Judgments affirmed as to all three defendants.
PEARSON, J., and RUMMEL, J. Pro Tem., concur.
Petition for rehearing denied May 12, 1975.
Review granted by Supreme Court July 29, 1975.
NOTES
[1] JCrR 2.03(a)(1) provides:
"Any person arrested for any offense, including capital cases and other felonies and not released shall be taken without unnecessary delay before a judge. The term `without unnecessary delay' means as soon as practically possible. In any event, delay beyond the close of business of the judicial day next following the day of arrest shall be deemed unnecessary. The court may, for good cause shown and recited in the order, enlarge the time prior to preliminary appearance."
CrR 3.3 (c) provides:
"Criminal trials shall take precedence over civil. A defendant unable to obtain pretrial release shall have priority and the charge shall be brought to trial within 60 days following the preliminary appearance."
[2] On May 15, 1974, the defendants moved to dismiss the charges prior to commencement of trial. The clerk's minutes indicate the motion was denied after the court declared "that based upon the setting by Court's administration, the Court has continued the case for one day to assure due administration of justice and that the prosecution is not prejudiced towards the Defendants." Presumably, this was an attempt by the court to assert authority nunc pro tunc granted in CrR 3.3(e).
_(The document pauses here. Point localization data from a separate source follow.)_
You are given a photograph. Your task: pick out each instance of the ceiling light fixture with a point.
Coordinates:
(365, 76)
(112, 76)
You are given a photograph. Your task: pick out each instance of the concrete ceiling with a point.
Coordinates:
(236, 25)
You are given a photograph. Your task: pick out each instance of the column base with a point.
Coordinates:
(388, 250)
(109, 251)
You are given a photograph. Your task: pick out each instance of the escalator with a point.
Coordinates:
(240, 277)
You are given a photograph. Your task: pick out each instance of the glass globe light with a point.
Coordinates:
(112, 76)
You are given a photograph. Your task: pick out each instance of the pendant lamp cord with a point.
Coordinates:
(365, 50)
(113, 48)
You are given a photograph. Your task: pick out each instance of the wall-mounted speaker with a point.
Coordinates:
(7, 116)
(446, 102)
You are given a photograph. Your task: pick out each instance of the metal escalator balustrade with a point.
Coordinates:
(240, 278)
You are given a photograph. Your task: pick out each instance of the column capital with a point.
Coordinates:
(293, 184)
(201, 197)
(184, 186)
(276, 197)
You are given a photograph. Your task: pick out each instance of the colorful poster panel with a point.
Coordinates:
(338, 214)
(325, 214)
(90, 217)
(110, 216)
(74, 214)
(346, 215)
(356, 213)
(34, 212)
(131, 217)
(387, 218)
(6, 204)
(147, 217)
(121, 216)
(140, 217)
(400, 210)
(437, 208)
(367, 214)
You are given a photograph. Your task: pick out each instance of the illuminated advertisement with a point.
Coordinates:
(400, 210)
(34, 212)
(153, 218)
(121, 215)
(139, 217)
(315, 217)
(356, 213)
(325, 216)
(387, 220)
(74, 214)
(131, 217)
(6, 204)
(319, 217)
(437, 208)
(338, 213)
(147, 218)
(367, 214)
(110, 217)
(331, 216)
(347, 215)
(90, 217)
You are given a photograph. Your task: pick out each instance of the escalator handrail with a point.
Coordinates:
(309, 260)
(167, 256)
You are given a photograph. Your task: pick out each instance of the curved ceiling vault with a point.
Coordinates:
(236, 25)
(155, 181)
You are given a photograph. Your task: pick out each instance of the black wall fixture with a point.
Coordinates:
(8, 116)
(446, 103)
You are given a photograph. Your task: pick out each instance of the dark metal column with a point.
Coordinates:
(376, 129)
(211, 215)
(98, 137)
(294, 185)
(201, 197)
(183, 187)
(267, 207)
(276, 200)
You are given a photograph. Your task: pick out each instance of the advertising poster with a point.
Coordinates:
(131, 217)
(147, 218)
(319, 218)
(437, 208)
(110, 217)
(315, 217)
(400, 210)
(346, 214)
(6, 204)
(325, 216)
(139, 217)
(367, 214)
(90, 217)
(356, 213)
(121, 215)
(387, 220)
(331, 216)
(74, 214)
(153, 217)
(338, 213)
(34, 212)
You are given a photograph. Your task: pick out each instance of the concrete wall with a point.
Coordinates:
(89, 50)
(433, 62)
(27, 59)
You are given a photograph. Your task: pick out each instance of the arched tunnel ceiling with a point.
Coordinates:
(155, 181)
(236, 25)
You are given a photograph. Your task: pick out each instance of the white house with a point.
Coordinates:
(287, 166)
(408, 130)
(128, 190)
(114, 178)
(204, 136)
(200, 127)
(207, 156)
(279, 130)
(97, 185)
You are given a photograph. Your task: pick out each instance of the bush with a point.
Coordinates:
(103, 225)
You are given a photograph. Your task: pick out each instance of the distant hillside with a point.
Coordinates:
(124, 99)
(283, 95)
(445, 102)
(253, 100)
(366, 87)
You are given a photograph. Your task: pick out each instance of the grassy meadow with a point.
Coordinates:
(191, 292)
We do not rule upon that purported exercise of discretion.
[3] CrR 3.3(f) provides:
"A criminal charge not brought to trial as required by this rule shall be dismissed with prejudice."
[4] The prosecution's present contention appears to be at variance with a pretrial position. On April 17, 1974, the prosecutor filed a notice of jury trial setting, upon which the notation appears "Sixty-day rule applies from March 15, 1974."